CARACAS, Venezuela — Stepping up hostilities with the United States, President Nicolás Maduro of Venezuela expelled the top American diplomat and two other embassy officials from the country on Monday, accusing them of supporting plots to sabotage the country’s electrical grid and the economy.
“Get out of Venezuela! Yankee go home!” Mr. Maduro shouted as he announced the expulsions at a military event to commemorate the bicentennial of a battle in Venezuela’s war of independence.
“We have detected a group of officials of the United States Embassy in Caracas, in Venezuela, and we have been tracking them for several months,” Mr. Maduro said during a live television broadcast. “These officials spend their time meeting with the Venezuelan extreme right wing, financing them and encouraging them to take actions to sabotage the electrical system, to sabotage the Venezuelan economy.”
The expulsions were the latest diplomatic swipe at Washington by Mr. Maduro since he took over for the country’s longtime president, Hugo Chávez, who died in March. Late last year, as Mr. Chávez grew increasingly ill, the two nations held informal talks aimed at improving the long-strained relations between them, and there was some optimism on the American side that Mr. Maduro, a former foreign minister sometimes described as pragmatic, would be amenable to a thaw.
But it quickly became clear that Mr. Maduro intended to stick closely to Mr. Chávez’s example, painting the United States as an imperialist aggressor out to undermine his government. Early on, he accused the Obama administration of plotting against him, and hours before he announced the death of Mr. Chávez on March 5, he kicked out two American military attachés, saying they had tried to recruit Venezuelan military personnel to conspire against the government.
The diplomats expelled on Monday included Kelly Keiderling, the chargé d’affaires, who runs the embassy in the absence of an ambassador here. The United States has not had an ambassador in Caracas since 2010, when Mr. Chávez refused to accept the new one proposed by Washington because of remarks that Mr. Chávez said were disrespectful.
Mr. Chávez had already expelled the American ambassador, Patrick Duddy, in 2008, saying that his government had discovered an American-supported plot by military officers to topple him. Mr. Duddy was later allowed to return to Caracas.
Another one of the diplomats expelled on Monday was Elizabeth Hoffman, an official in the embassy’s political section, whom Mr. Maduro had publicly accused at least as early as April of meeting with opposition figures to plot sabotage of the electrical system. He said at the time that he had proof but took no action until Monday. The third official being expelled is David Moo, the vice consul.
Foreign Minister Elías Jaua later said on television that the evidence against the American diplomats included meetings held in recent weeks with democracy advocates, union members and elected officials belonging to the political opposition, whom he accused of planning to destabilize the country.
Mr. Maduro said the officials had 48 hours to leave the country.
“We completely reject the Venezuelan government’s allegations of U.S. government involvement in any type of conspiracy to destabilize the Venezuelan government,” the American Embassy said in a statement. It called the meetings held by the officials “normal diplomatic engagements,” adding, “We maintain regular contacts across the Venezuelan political spectrum.”

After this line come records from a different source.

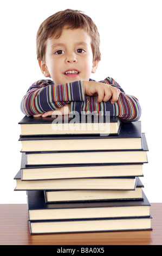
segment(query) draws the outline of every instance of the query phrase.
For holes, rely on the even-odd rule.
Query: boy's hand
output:
[[[67,104],[63,107],[61,107],[57,110],[51,110],[50,111],[47,111],[47,112],[43,113],[43,114],[37,114],[34,115],[34,117],[46,117],[49,115],[67,115],[70,113],[70,103]]]
[[[98,103],[110,100],[113,104],[118,100],[120,90],[113,86],[104,83],[93,81],[83,81],[84,93],[88,96],[98,96]]]

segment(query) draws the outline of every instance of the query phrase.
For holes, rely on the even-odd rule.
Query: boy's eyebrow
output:
[[[88,44],[87,44],[87,42],[85,42],[84,41],[81,41],[81,42],[76,42],[75,44],[76,45],[85,45],[85,46],[87,46],[88,45]],[[66,45],[65,44],[63,44],[63,43],[58,43],[58,44],[54,44],[52,46],[51,46],[51,47],[52,48],[55,48],[56,47],[59,47],[59,46],[64,46]]]

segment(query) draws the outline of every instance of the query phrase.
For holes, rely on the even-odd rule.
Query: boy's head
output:
[[[42,72],[56,83],[88,81],[100,60],[97,28],[80,11],[67,9],[49,17],[38,29],[36,42]]]
[[[64,27],[71,29],[83,29],[91,38],[93,59],[100,60],[100,40],[96,26],[88,16],[71,9],[58,11],[42,23],[36,38],[37,59],[43,60],[44,58],[47,39],[53,36],[59,38]]]

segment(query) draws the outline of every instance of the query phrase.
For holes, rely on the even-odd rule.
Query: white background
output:
[[[141,180],[150,202],[161,202],[161,45],[160,0],[28,0],[1,1],[0,203],[26,203],[14,191],[20,167],[18,121],[21,99],[44,78],[36,55],[41,23],[57,11],[79,9],[94,20],[101,37],[101,61],[91,78],[111,76],[141,108],[142,132],[149,148]]]

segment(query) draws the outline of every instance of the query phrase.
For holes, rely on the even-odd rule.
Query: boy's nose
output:
[[[76,57],[75,54],[72,54],[67,55],[66,58],[66,62],[68,63],[73,63],[75,62],[77,62],[77,58]]]

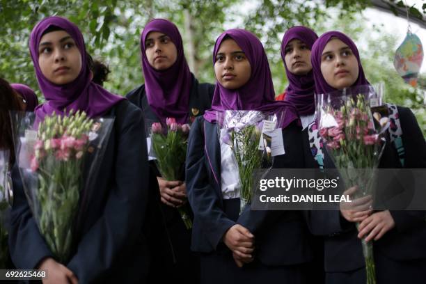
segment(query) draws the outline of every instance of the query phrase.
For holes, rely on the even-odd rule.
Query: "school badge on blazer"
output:
[[[196,109],[194,107],[191,109],[191,111],[192,112],[192,115],[194,116],[197,116],[200,113],[200,110],[198,109]]]

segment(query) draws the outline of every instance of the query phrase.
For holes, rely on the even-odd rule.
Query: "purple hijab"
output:
[[[151,31],[168,36],[176,46],[176,62],[166,70],[157,71],[154,69],[146,57],[145,40]],[[141,52],[148,104],[161,121],[165,122],[166,118],[171,117],[176,118],[180,123],[187,123],[193,78],[185,59],[182,36],[178,27],[166,19],[152,19],[142,31]]]
[[[54,26],[68,33],[75,41],[81,54],[81,70],[72,82],[56,85],[49,81],[42,73],[38,65],[38,45],[49,26]],[[84,111],[90,117],[102,116],[124,97],[113,95],[91,81],[91,74],[88,65],[88,54],[83,35],[79,28],[68,19],[61,17],[47,17],[36,25],[30,36],[30,52],[34,64],[38,86],[46,98],[46,102],[36,108],[39,120],[45,116],[63,113],[74,109]]]
[[[26,102],[26,111],[34,111],[36,106],[38,105],[38,99],[36,93],[28,86],[22,84],[11,84],[10,86],[24,97]]]
[[[275,101],[269,64],[260,40],[249,31],[235,29],[223,32],[216,40],[213,51],[213,65],[216,55],[224,39],[234,40],[246,54],[251,67],[248,81],[235,90],[223,87],[219,82],[213,95],[212,109],[204,118],[210,123],[216,122],[216,111],[225,110],[250,110],[275,113],[283,111],[284,118],[281,125],[284,128],[299,118],[297,111],[288,102]]]
[[[313,73],[311,70],[306,75],[299,76],[290,72],[285,65],[285,47],[290,41],[297,39],[312,49],[312,46],[317,38],[318,36],[310,29],[297,26],[289,29],[285,32],[281,43],[281,57],[289,81],[288,87],[285,89],[285,100],[293,104],[301,116],[313,114],[315,111],[315,98],[314,97],[315,84]]]
[[[312,54],[310,56],[310,62],[312,63],[312,68],[314,74],[314,79],[315,81],[315,93],[317,94],[325,94],[327,93],[333,92],[336,90],[336,88],[333,88],[327,84],[322,76],[321,72],[321,55],[324,51],[324,48],[327,45],[331,38],[337,38],[342,40],[345,44],[351,49],[356,61],[358,61],[358,68],[359,68],[359,72],[358,74],[358,79],[354,83],[352,86],[359,85],[370,85],[365,75],[364,74],[364,70],[361,65],[361,59],[359,58],[359,53],[355,43],[345,33],[340,31],[329,31],[323,34],[317,40],[313,47],[312,47]]]

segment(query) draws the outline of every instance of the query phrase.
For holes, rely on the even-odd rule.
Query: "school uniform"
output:
[[[405,148],[407,168],[426,168],[425,139],[411,110],[397,107]],[[305,152],[310,152],[305,145]],[[306,157],[309,157],[306,155]],[[315,166],[316,161],[308,161]],[[334,168],[324,150],[324,168]],[[397,150],[387,143],[379,166],[381,168],[402,168]],[[386,177],[383,177],[386,178]],[[393,186],[386,189],[388,196],[400,194],[402,189],[397,180],[390,182]],[[383,195],[382,195],[383,196]],[[426,270],[426,220],[424,211],[390,210],[395,228],[377,241],[373,242],[374,260],[378,284],[424,283]],[[325,271],[329,283],[365,283],[365,260],[361,241],[354,223],[346,221],[340,211],[315,212],[311,215],[310,228],[316,235],[324,237]]]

Ever since he was elected by a narrow margin in April in a special election to replace Mr. Chávez, Mr. Maduro has struggled with intense economic woes and a deeply divided populace. He has often accused plotters and saboteurs of being responsible for a variety of the nation’s ills, including electrical blackouts and the deadly explosion at the national oil company’s enormous Amuay refinery.
“He needs diversions and distractions,” said Michael Shifter, president of the Inter-American Dialogue, a policy group in Washington. “The situation is so dire in Venezuela that he needs to find a scapegoat, and it’s convenient and politically so tempting to kick out U.S. diplomats.”
But Mr. Shifter said that describing the United States as the source of the country’s problems might not have the same effect it did for Mr. Chávez, who was beloved by many of his supporters. Mr. Maduro does not inspire nearly the same devotion, and the country’s economic woes are getting worse, with inflation over 45 percent a year and shortages of many basic foods and goods, including toilet paper.
“I doubt that it has the resonance it used to have,” Mr. Shifter said of the diplomatic expulsions.
María Eugenia Díaz contributed reporting.